Rieux arriva à midi. Au récit de l’hôtesse, il répondit seulement que Paneloux avait raison et que ce devait être trop tard. Le père l’accueillit avec le même air indifférent. Rieux l’examina et fut surpris de ne découvrir aucun des symptômes principaux de la peste bubonique ou pulmonaire, sinon l’engorgement et l’oppression des poumons. De toute façon, le pouls était si bas et l’état général si alarmant qu’il y avait peu d’espoir :

– Vous n’avez aucun des symptômes principaux de la maladie, dit-il à Paneloux. Mais, en réalité, il y a doute, et je dois vous isoler.

Le père sourit bizarrement, comme avec politesse, mais se tut. Rieux sortit pour téléphoner et revint. Il regardait le père.

– Je resterai près de vous, lui dit-il doucement.

L’autre parut se ranimer et tourna vers le docteur des yeux où une sorte de chaleur semblait revenir. Puis il articula difficilement, de manière qu’il était impossible de savoir s’il le disait avec tristesse ou non :

– Merci, dit-il. Mais les religieux n’ont pas d’amis. Ils ont tout placé en Dieu.

Il demanda le crucifix qui était placé à la tête du lit et, quand il l’eut, se détourna pour le regarder.
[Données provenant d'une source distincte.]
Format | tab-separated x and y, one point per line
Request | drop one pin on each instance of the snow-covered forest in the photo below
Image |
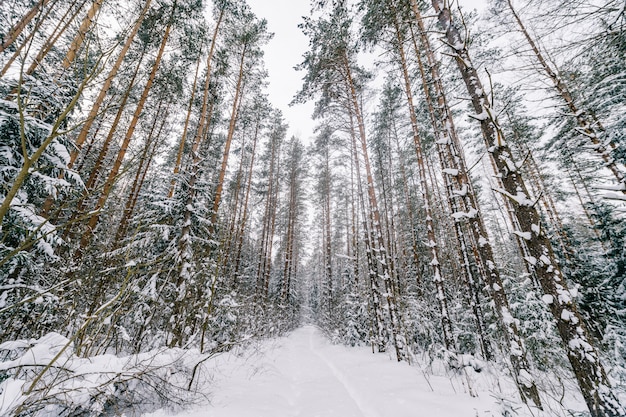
460	207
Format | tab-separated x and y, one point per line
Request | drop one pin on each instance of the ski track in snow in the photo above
304	375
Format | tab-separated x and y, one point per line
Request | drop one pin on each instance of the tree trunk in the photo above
584	120
16	30
231	131
80	36
581	353
93	220
95	108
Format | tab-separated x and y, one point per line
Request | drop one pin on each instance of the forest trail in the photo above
304	375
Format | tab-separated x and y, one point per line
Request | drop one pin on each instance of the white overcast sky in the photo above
282	54
285	51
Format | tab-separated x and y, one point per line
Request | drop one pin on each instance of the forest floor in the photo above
304	375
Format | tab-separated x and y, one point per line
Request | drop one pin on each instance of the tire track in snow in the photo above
361	404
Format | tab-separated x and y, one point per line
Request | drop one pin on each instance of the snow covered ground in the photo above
304	375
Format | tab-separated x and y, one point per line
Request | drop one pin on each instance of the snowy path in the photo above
303	375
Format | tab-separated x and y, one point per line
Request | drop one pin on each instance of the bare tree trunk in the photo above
587	126
93	220
80	36
231	131
95	108
54	37
582	355
16	30
149	149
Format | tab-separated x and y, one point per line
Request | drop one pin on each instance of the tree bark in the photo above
581	353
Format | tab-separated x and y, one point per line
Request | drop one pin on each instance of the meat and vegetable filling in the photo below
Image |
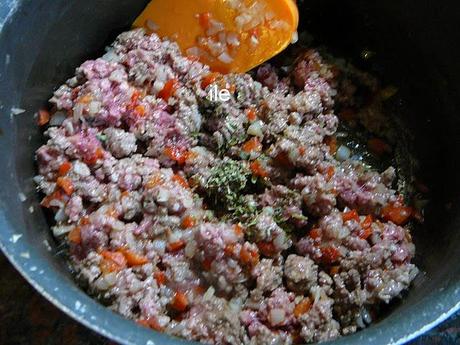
239	222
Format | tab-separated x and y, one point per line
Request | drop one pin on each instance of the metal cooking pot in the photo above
416	47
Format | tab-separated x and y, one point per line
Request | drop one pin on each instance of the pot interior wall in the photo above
413	43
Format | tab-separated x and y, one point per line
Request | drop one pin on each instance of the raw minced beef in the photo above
222	222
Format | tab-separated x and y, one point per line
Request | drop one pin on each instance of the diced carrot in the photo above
365	233
238	230
207	263
64	168
257	169
334	270
150	322
66	184
378	146
176	246
75	235
160	277
249	257
193	58
397	213
112	261
132	258
135	96
168	90
330	172
251	114
179	302
209	79
43	117
179	179
188	222
315	233
367	222
332	143
176	154
139	110
302	307
350	215
329	254
267	248
255	32
199	290
205	20
154	181
229	249
252	145
282	159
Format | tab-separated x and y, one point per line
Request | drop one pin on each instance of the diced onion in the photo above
232	39
208	294
277	316
151	25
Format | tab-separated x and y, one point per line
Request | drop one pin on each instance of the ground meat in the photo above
301	273
119	142
220	222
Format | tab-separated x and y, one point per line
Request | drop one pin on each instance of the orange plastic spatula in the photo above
228	35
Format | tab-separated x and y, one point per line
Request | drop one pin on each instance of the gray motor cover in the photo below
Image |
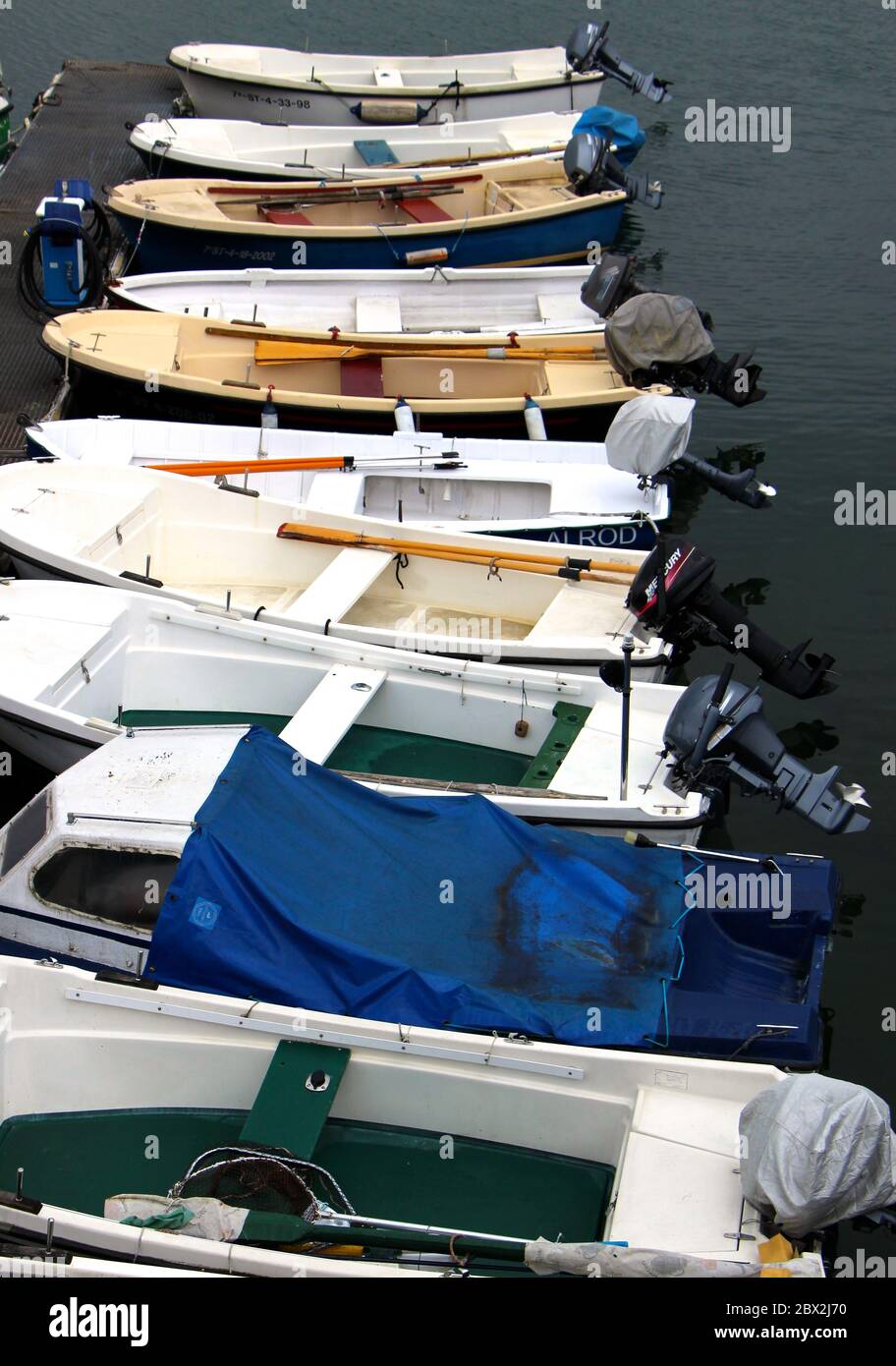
656	326
815	1151
649	433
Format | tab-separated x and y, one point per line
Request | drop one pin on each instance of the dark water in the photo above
786	252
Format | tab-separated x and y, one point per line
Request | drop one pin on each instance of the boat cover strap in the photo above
295	1097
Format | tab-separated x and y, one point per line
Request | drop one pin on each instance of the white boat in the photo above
351	578
233	147
546	490
223	80
485	302
84	664
555	1145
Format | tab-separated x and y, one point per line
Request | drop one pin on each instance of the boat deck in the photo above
78	133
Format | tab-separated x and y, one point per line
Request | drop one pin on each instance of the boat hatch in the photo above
25	830
295	1097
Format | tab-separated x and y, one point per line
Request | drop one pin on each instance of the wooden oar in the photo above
304	188
258	332
262	465
290	353
472	555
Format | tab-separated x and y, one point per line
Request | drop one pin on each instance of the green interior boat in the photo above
409	1175
371	749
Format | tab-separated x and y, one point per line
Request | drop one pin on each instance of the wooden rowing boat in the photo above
201	543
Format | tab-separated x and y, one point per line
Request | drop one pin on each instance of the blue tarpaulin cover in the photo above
619	127
313	890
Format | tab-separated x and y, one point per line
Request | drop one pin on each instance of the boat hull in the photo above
560	238
228	97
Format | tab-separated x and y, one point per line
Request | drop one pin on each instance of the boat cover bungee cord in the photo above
301	886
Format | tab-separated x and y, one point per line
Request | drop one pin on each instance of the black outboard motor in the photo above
588	49
611	283
591	167
662	339
717	734
685	606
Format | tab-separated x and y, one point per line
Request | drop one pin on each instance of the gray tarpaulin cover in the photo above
656	326
817	1151
649	433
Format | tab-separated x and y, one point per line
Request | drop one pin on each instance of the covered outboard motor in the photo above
717	734
649	434
588	49
609	284
662	339
815	1151
674	595
591	167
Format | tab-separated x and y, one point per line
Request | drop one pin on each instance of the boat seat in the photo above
574	612
425	210
295	1097
387	77
378	313
326	716
679	1182
569	720
284	216
376	151
338	588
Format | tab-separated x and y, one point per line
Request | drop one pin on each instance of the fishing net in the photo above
268	1179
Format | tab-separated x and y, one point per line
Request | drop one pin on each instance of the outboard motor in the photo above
609	284
588	49
649	434
683	605
591	167
717	734
815	1151
662	339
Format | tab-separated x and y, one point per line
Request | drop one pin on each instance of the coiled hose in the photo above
96	238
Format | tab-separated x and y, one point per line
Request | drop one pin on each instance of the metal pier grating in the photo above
78	133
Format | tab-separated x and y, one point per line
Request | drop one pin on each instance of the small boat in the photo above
546	490
83	664
534	210
693	951
342	89
433	304
555	1146
268	150
161	365
345	577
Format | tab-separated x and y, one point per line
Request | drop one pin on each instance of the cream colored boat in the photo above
170	367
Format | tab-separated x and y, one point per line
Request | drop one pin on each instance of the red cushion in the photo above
361	378
425	210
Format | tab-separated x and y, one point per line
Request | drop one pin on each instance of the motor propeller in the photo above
692	611
717	735
588	49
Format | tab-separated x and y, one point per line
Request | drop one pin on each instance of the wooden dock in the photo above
78	133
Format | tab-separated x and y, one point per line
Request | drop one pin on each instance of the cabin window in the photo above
122	885
25	830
À l’hôpital, Paneloux ne desserra pas les dents. Il s’abandonna comme une chose à tous les traitements qu’on lui imposa, mais il ne lâcha plus le crucifix. Cependant, le cas du prêtre continuait d’être ambigu. Le doute persistait dans l’esprit de Rieux. C’était la peste et ce n’était pas elle. Depuis quelque temps d’ailleurs, elle semblait prendre plaisir à dérouter les diagnostics. Mais dans le cas de Paneloux, la suite devait montrer que cette incertitude était sans importance.